Se você ainda não sabe o que é “Baleia Azul”, deveria se preocupar em saber. Trata-se de um sádico jogo virtual onde jovens são desafiados à automutilação e incitados a tirar a própria vida. Se o suicídio de adultos está mergulhado em tabus, os suicídios de crianças e adolescentes são ainda mais perturbadores.

Casos de suicídio sempre existiram na história da humanidade, assim como a conturbação que caracteriza a adolescência. É imprescindível esclarecer que as razões para se matar não estão na falta de “laço, enxada ou vergonha na cara”. Bom humor é uma virtude, mas suicídio não é piada. Vamos encarar as verdadeiras causas?

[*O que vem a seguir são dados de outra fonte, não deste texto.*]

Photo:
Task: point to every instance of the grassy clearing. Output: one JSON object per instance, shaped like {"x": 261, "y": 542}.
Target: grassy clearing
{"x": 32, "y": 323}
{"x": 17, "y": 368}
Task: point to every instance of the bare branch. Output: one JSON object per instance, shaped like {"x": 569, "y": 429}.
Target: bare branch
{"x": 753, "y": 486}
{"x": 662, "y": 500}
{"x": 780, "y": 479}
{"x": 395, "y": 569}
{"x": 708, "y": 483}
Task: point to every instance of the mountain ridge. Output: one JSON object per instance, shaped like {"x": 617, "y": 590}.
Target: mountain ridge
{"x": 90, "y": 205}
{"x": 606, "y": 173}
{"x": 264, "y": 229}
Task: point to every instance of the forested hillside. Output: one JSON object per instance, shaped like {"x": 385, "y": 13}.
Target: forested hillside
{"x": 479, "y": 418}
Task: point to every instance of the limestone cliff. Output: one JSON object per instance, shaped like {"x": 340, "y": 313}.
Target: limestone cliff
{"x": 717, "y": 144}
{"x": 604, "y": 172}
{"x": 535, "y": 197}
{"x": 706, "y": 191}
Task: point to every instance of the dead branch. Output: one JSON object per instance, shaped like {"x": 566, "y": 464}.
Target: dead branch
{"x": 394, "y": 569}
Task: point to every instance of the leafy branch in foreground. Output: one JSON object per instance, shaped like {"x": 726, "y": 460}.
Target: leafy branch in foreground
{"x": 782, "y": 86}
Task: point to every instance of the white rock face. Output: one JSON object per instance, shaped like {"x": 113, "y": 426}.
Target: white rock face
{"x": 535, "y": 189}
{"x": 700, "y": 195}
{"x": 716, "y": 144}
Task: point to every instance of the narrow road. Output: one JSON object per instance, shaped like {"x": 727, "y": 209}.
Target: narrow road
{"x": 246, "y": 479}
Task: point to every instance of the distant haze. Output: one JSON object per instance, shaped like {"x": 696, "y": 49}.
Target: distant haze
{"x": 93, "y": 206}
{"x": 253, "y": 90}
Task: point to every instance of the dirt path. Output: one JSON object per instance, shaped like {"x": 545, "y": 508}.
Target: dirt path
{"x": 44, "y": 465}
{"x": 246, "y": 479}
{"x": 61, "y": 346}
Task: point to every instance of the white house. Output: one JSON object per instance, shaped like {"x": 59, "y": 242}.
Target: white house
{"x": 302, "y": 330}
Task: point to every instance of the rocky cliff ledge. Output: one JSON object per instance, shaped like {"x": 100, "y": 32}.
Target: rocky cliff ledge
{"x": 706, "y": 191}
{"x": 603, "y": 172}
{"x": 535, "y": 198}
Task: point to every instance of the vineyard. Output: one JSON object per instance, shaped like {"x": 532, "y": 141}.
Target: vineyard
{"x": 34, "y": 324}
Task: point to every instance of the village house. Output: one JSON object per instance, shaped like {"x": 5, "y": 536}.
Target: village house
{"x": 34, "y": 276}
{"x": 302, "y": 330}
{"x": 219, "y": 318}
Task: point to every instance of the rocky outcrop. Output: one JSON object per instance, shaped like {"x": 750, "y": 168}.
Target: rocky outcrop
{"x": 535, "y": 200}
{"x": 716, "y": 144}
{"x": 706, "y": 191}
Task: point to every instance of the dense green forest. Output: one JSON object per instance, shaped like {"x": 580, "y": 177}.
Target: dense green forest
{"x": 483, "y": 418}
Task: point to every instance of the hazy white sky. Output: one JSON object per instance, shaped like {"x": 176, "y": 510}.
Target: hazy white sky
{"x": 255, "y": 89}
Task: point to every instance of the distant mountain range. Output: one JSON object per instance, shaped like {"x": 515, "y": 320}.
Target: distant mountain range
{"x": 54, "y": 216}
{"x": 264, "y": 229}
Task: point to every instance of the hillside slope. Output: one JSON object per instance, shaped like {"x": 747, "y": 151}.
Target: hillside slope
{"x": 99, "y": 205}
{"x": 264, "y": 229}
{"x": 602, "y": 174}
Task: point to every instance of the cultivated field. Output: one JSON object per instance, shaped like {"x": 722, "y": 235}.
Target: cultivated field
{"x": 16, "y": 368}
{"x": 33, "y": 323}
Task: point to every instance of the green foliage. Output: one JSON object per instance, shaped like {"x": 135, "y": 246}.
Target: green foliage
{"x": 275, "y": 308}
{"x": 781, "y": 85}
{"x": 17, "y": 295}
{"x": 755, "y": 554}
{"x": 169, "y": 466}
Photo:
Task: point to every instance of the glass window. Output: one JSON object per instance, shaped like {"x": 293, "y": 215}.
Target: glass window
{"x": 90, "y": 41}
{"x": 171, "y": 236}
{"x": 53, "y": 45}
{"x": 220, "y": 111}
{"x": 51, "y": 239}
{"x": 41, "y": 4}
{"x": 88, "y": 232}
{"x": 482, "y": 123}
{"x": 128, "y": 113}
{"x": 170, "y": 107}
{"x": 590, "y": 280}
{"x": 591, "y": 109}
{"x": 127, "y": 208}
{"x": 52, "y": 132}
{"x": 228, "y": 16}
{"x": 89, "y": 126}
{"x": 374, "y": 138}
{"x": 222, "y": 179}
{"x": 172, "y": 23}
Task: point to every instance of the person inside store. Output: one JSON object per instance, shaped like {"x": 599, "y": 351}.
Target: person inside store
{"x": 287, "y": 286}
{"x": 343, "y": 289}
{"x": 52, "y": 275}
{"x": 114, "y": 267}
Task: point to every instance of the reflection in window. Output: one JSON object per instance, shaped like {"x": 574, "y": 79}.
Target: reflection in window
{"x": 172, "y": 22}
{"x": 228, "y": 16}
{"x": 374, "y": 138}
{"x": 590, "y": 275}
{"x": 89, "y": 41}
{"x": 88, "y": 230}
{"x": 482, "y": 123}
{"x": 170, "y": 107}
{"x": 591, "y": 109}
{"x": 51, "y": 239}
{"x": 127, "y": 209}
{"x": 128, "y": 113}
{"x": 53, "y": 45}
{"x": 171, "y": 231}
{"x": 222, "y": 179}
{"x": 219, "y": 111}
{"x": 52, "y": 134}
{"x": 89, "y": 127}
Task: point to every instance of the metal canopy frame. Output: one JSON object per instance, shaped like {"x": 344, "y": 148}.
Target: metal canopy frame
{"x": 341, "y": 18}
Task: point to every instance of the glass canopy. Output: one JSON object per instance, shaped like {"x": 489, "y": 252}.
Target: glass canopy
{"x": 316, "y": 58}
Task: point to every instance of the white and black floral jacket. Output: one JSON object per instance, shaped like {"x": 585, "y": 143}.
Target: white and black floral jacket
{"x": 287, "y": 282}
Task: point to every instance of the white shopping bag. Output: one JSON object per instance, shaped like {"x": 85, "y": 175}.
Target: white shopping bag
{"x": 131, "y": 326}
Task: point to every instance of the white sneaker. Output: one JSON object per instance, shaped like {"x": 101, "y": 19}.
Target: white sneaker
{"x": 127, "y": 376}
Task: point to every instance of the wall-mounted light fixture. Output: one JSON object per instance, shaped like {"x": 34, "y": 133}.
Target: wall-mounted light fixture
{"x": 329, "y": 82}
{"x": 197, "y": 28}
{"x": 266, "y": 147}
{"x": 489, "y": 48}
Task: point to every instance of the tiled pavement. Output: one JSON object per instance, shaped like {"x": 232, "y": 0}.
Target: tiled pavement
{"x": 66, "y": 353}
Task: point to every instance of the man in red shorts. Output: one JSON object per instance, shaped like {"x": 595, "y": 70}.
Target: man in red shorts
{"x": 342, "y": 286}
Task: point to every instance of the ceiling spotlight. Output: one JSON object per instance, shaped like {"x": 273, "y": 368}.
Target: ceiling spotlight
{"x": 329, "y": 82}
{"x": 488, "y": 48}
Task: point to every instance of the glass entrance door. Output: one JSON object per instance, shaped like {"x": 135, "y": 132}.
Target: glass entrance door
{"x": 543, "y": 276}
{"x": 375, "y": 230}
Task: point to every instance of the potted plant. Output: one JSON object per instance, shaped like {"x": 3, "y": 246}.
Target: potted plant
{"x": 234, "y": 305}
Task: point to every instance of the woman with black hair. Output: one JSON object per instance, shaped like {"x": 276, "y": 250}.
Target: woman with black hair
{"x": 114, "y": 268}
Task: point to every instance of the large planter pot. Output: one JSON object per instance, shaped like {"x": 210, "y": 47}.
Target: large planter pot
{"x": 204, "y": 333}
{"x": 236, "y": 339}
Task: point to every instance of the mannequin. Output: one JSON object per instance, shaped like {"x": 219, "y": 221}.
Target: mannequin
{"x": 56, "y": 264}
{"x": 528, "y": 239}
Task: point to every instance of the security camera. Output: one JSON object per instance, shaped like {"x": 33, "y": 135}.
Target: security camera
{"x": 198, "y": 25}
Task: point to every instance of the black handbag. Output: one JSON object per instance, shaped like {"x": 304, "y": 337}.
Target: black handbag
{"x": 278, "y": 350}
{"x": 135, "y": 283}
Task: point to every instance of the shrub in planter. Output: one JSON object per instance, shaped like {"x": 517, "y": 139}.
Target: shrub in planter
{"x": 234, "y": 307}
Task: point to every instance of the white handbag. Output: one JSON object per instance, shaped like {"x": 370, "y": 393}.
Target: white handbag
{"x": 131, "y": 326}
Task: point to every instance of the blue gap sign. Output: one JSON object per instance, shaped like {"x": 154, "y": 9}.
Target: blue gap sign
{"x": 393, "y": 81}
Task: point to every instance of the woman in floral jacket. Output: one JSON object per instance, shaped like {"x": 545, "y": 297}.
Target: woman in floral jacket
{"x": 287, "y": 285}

Violência física, sexual ou psicológica; estrutura familiar disfuncional; depressão; perspectiva negativa do futuro (nos jovens, a predisposição a se conformar é menor); bullying e sentimentos de abandono são alguns dos reais motivos que os levam a cometer suicídio. Nessa faixa etária não compreendemos que muitas situações são circunstanciais, que não são definitivas ou irreversíveis. Nem todos têm a mesma perspectiva de mundo ou o mesmo nível de resiliência.

Existe uma relação entre “querer chamar a atenção” e o suicídio, mas não como algumas pessoas propagam. Neste caso, o desejo por atenção está ligado à necessidade de ser olhado. Geralmente em um ambiente negligente, é um pedido de ajuda para viver que já não encontra outros recursos que não a morte.

Explorar coisas novas é um forte aspecto dos adolescentes que contribui para se aproximarem do jogo, seduzidos pela emoção dos desafios. Esse público é mais sugestionável e os mais vulneráveis e em sofrimento podem ser induzidos ao suicídio. Outro fator importante é o pouco discernimento acerca das consequências de seus atos, uma vez que eles ainda possuem um funcionamento psíquico imaturo.

Jovens com vínculos frágeis podem vislumbrar no “Baleia Azul” um grupo ao qual pertencer e serem reconhecidos. É inato do ser humano buscar aceitação. É a busca pelo olhar do outro que, muitas vezes, não é encontrado na família e escola. Além disso, quando o adolescente não identifica uma figura de autoridade na família, ele vai buscar fora o limite e encontra neste tipo de jogo destrutivo quem ordene suas ações, com regras claras, aceitação e reconhecimento.

Uma geração não muda sozinha, ela é influenciada pelas outras gerações. Então, é apenas a juventude que está diferente ou o comportamento dos pais também se modificou? Quais são as razões para se contestar a autoridade dos pais e/ou escola, mas se submeter às regras absurdas de um desconhecido através de um jogo virtual?

Nossa cultura vangloria quem se basta, quem ignora as próprias dores. Não foram os jovens que instalaram o vazio no qual vivemos. Eles já nasceram mergulhados em um mundo veloz, carente de amor, que busca satisfação imediata. Os valores morais contemporâneos não são os mesmos de outrora. Nem a função de lei assumida pelos pais, nem o tempo destes dedicado à interação com os filhos.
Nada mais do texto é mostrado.